藤原はたちが悪く、自身のホームページでも、
「この震災直後、最も話題になったのが『巨大な津波を伴ったM9.0という、何千年に一度という我国未曽有のとてつもない地震によるものであること』についてである。ところが今やこのことはすっかりなりをひそめ、人々(マスコミ)は犯人さがしにやっきになる」(3月25日)
「この地震(津波を伴った)発生以降の対応に決して東電の対応が完璧だとは言わない。しかし、災害の原因を一民間企業に押しつけ何千年に一度といわれる地震と津波が今次災害の最大の原因(犯人)であることを忘れてはいけない」(3月31日)
などと、東電マネー漬けになっている御仁は東電擁護に余念がないから、呆れるのを通りこし、頭を抱えてしまう。

藤原の場合は東電と一蓮托生ゆえ、擁護に余念がないのは当然だろう。しかし、話を冒頭に戻せば、藤原と雑誌『創」がどう違うのだろうか。月刊『創』に入っていた大量の東電の広告と、『創』の記事の論調の関係はないと言えるだろうか。
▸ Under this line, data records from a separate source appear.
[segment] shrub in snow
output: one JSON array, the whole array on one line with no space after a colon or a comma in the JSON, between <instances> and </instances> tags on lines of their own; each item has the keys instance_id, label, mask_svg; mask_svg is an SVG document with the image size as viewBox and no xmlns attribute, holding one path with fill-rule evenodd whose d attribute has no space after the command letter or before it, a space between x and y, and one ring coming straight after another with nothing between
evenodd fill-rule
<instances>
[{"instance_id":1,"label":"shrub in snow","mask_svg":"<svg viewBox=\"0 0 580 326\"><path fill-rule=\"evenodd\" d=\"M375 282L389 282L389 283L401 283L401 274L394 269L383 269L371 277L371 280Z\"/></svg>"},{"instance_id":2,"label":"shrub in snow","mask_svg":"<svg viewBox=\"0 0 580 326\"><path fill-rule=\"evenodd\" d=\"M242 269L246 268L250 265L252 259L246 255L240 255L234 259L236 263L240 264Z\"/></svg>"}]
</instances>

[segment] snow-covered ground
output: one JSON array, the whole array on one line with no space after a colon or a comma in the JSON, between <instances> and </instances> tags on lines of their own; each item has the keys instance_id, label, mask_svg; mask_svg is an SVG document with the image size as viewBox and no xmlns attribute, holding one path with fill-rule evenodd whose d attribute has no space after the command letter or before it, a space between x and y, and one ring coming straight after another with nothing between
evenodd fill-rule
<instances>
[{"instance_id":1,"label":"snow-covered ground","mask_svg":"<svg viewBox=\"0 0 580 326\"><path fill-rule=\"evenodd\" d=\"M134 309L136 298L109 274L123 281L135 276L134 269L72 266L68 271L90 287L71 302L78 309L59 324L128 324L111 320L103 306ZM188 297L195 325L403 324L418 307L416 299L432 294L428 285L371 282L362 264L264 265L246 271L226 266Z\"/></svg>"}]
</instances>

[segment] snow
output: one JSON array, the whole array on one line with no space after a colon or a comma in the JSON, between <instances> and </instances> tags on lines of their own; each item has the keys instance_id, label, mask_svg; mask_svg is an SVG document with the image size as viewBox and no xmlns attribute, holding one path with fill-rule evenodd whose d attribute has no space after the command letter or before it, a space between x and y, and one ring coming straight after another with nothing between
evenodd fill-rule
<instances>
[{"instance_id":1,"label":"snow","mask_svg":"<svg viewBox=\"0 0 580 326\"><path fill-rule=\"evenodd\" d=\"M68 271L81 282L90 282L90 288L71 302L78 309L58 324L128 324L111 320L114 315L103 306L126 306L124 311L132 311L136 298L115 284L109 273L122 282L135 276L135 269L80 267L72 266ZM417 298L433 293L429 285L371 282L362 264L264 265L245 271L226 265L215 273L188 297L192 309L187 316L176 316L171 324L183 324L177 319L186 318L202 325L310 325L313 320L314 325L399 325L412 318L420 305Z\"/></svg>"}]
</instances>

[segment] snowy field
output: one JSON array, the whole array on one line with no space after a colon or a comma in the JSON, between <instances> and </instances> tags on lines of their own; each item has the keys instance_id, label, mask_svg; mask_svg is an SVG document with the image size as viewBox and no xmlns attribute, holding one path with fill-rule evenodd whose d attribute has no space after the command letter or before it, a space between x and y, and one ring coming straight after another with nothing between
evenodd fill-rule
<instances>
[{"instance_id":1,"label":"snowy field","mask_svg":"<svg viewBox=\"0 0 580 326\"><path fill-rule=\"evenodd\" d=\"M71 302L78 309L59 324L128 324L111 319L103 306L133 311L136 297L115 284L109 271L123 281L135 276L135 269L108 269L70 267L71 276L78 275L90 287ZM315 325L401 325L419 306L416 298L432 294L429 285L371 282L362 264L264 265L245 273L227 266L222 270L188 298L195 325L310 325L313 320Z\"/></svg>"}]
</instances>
否と言わざるを得ない。
「所有している金銭は自由への手段であるが、追い求める金銭は隷属への手段である」と言ったのはルソーである。
『創』は、04年に『噂の真相」が休刊したときに、代替えで読む雑誌の一つとして楽しみに毎月買っていたので、感傷的になり、とてもがっかりした。ルソーではないが「隷属への手段」をとった『創』の≪過去≫には、年がらもなく、涙ぐんでしまった。

『創』の元編集者は、次のように語っている。
「広告が全く入らない『紙の爆弾』と違って、『創』は大企業の広告が少なからず入っていますから、その分楽なはずです。なのに、社員の給料は安いので長続きしません。さらにライターさんへの支払いも遅れ気味で、在職中から疑問に思っていました。サブカルライターの松沢呉一さんは3・11以前から、東電の広告が入っているのは問題だとおっしゃっていましたが、今から思えば卓見でしたね」

ちなみに図書館では、『週刊新潮』『週刊文春』はじめ、週刊誌にも多数の東電広告を見た。いずれ、機会があればこれらの腐ったメディアにもメスを入れるつもりだ。
2月23日のこのブログでも紹介したが、福島の被災者が言った、「本来であれば、東電に広告をもらっていたメディアなど、なんにも言う資格はない」という言葉を『創』篠田博之編集長に再度捧げよう。